The first time I saw this quote, I saved it to my phone. It’s been there since early this year, long before I made my new start to take better care of myself. There are many reasons I wanted to lose weight and get healthy again, and undeniably, one of the biggest reasons was to make my husband proud of me for doing it.

Thing is, though, he was never disappointed in me to start with. Naturally, he was worried about my health, and he didn’t like the toll that gaining weight had taken on my self-esteem and attitude about myself. He told me he would not tolerate anyone talking bad about me, including me. That meant a lot to me and stayed with me.

My husband has watched me lace up my sneakers, trudge off to workouts I didn’t want to do, ice my knee when my body wasn’t quite ready for all this yet, weigh in each week, smiling some weeks and ready to smash the scale on others. He has been there from the “I think I need to make some changes” stage to the “Hot damn, baby, these jeans fit!” stage, and each stop in between.

And he has never made me feel like I am less than beautiful and sexy to him. Even when I couldn’t stand to look in the mirror at myself, even when pounds kept creeping on, he believed in me, saw something I couldn’t see anymore. I lost faith in myself at some point, but he never did, and because of that, I was able to shakily get back on my feet one more time and whisper, “Let’s try again.”

I am grateful for my husband. Every day, he gives me new reasons to love him even more. Reaching my goal has never been a one-woman show or a solitary celebration. He has been my biggest supporter every step of the way, reminding me of exactly what I am capable of, so this is definitely a much-deserved party for two.

I DID IT!

I can barely sit still to type this post today. To be honest, this is a post I was starting to believe I would never write. But finally, at long last, I can proudly and triumphantly say: I DID IT!

I have struggled with my weight for a long time. Most of you know that after my mom died a few years ago, I gained a lot of weight. I stopped taking care of myself in so many ways. It took a long time–over two years–for me to feel ready to tackle my weight again, but when I did, I made myself a promise: no half-assing. Give it my all, all the way to the finish line.

No pills. No injections. No surgery. No cheating. It was tempting, I’ll admit, especially when an injury and then illness sidelined me for weeks, and I re-gained about 11 pounds.
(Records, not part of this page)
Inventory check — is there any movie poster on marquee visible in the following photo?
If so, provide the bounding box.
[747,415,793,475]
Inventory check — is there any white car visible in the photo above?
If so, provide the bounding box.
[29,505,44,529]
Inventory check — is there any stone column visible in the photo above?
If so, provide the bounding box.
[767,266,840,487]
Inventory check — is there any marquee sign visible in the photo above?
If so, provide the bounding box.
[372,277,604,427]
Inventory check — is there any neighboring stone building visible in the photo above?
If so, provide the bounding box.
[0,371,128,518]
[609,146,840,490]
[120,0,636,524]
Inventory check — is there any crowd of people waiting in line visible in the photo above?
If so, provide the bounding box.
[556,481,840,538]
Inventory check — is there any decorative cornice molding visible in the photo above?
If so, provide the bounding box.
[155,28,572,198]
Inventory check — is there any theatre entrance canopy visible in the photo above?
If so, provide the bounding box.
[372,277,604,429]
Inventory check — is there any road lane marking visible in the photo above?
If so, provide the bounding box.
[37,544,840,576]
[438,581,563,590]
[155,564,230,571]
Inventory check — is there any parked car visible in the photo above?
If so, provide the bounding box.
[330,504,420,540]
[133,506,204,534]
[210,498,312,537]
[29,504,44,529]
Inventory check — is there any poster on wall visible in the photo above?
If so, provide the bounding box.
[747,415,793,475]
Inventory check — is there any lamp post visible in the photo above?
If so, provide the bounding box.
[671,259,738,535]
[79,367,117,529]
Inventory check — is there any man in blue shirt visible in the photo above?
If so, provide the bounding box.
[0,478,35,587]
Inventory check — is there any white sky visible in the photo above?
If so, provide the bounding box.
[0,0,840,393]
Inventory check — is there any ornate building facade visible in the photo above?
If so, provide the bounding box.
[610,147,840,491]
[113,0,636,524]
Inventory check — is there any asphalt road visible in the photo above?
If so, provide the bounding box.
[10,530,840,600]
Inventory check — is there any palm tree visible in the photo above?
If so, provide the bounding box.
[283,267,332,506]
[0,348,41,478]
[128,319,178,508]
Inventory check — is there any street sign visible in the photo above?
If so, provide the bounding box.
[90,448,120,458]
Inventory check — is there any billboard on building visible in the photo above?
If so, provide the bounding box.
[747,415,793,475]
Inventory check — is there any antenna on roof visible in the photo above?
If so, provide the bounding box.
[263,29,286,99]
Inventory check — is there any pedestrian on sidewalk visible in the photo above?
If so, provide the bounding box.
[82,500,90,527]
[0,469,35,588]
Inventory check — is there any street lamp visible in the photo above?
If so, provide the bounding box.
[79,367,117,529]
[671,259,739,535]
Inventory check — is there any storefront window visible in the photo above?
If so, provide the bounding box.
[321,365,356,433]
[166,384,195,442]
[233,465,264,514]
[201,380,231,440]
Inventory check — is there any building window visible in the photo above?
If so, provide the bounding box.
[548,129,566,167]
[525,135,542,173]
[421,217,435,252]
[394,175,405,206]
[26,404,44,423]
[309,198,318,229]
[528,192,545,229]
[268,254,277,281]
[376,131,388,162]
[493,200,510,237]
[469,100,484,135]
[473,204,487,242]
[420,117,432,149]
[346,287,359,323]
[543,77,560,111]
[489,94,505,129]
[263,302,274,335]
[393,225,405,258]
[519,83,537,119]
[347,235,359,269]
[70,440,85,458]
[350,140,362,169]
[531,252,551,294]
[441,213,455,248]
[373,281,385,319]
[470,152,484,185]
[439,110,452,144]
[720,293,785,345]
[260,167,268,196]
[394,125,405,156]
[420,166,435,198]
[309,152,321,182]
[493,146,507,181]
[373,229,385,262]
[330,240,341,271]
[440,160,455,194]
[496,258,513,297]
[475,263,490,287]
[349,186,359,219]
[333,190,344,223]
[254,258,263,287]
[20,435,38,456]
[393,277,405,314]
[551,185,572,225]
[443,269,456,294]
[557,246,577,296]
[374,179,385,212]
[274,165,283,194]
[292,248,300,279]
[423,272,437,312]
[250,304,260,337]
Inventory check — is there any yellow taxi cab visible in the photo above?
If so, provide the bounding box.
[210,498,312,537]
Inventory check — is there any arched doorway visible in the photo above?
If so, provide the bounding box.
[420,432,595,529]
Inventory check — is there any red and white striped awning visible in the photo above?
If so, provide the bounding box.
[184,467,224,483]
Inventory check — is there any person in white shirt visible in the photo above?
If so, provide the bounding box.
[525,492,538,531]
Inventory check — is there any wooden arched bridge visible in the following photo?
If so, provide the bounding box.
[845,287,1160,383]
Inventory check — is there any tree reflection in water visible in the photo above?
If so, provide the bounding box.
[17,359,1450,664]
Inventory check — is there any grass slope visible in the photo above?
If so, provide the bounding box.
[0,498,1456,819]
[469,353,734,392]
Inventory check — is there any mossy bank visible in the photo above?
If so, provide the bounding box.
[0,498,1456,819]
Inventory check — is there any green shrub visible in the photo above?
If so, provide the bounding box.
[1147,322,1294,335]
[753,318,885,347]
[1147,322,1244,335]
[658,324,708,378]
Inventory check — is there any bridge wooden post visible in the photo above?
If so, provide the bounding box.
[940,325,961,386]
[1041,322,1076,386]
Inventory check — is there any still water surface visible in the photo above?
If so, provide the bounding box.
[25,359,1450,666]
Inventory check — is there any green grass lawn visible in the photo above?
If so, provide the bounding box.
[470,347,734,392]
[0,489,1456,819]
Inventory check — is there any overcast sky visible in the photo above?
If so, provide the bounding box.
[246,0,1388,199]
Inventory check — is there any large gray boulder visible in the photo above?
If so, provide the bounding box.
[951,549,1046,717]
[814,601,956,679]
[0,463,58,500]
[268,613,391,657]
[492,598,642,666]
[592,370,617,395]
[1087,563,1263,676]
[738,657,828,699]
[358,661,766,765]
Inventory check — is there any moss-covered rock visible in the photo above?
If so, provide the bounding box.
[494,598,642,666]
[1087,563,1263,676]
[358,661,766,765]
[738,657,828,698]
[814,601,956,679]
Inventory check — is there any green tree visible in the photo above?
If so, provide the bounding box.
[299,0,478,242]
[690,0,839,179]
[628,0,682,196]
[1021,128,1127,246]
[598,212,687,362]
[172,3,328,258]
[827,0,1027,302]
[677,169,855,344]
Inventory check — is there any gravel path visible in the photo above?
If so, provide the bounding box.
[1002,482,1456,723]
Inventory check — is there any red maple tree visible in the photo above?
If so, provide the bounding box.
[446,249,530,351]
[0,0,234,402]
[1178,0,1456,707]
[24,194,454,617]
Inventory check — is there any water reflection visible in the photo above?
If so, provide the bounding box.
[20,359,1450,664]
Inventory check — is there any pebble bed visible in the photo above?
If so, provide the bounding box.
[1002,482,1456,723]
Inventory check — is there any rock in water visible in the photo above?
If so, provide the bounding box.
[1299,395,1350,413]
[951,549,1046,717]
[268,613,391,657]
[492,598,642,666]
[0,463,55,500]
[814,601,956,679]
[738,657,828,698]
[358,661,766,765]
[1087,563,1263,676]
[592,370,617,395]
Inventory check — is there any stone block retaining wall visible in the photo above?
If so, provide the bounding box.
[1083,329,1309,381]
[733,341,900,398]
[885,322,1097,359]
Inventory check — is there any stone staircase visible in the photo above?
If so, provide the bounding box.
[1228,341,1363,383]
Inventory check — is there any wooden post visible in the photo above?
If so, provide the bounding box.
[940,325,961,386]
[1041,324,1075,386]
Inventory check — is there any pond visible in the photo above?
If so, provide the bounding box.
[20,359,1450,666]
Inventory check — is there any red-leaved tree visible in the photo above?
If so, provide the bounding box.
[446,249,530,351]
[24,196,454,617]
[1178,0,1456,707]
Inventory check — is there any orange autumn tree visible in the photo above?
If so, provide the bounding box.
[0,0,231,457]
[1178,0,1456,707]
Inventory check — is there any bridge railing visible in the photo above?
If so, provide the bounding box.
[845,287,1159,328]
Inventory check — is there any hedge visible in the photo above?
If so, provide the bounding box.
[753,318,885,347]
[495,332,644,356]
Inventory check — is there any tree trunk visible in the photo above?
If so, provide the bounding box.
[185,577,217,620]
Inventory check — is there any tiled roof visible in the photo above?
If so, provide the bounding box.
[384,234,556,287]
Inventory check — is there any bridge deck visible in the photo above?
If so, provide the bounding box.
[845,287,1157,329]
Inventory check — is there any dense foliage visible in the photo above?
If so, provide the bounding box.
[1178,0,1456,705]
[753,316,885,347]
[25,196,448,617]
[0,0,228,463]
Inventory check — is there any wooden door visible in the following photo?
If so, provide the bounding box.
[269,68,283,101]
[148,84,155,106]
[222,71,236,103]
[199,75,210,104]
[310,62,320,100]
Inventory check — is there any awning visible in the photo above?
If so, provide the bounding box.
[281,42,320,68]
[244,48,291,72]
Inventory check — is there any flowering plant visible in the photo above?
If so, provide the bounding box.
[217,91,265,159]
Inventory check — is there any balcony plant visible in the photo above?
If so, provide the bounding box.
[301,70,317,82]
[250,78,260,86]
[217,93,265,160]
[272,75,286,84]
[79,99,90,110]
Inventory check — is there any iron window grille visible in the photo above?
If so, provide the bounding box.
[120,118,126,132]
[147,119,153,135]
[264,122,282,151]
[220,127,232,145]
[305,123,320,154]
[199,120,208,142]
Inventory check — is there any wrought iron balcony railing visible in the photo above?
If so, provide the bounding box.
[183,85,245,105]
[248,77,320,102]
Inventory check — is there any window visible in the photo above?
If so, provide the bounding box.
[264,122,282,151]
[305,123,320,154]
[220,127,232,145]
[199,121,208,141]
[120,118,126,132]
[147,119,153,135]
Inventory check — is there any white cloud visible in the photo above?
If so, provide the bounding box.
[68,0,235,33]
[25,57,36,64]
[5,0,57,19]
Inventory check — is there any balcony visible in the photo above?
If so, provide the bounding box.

I was frustrated and looked into weight loss injections, but ultimately, I decided that chemicals, side effects, and unknown long-term risks just aren’t the way I want to go.

I decided to stick with just me, sweat, hard work, and dedication.

One step at a time. One rep, one workout, one meal, one decision at a time.

Day in, day out, making changes, pushing myself, talking to myself out loud if that is what it took. Reminding myself what I want to look like, what I want to feel like, how badly I want to prove to myself that I can accomplish this. On my own.

And I did. It still doesn’t feel real to me, but I sure as hell did.

Instead of setting a goal weight number, I decided to use my favorite pair of jeans as the measuring stick. They have no stretch, zero forgiveness, and haven’t fit in years! When I first started this challenge, I was lucky to fit my legs up to my knees into them.

This morning? They pulled right up, zipped, buttoned. I almost cried.

I have lost over 70 pounds and dropped several dress sizes. My BMI and blood pressure are back in a healthy range. I am stronger, happier, fitter.

I am beyond thrilled to finally be here, but now that I know what I am capable of, I want even more. Running goals, weight lifting goals, pushing myself just a little bit farther.

But for right now? I am going to enjoy reaching my goal. I am going to bask in pride and victory. I am going to keep whispering “I did it” until it really sinks in. And, something I have been waiting a long, long time to do…I am celebrating by going shopping for new, smaller clothes!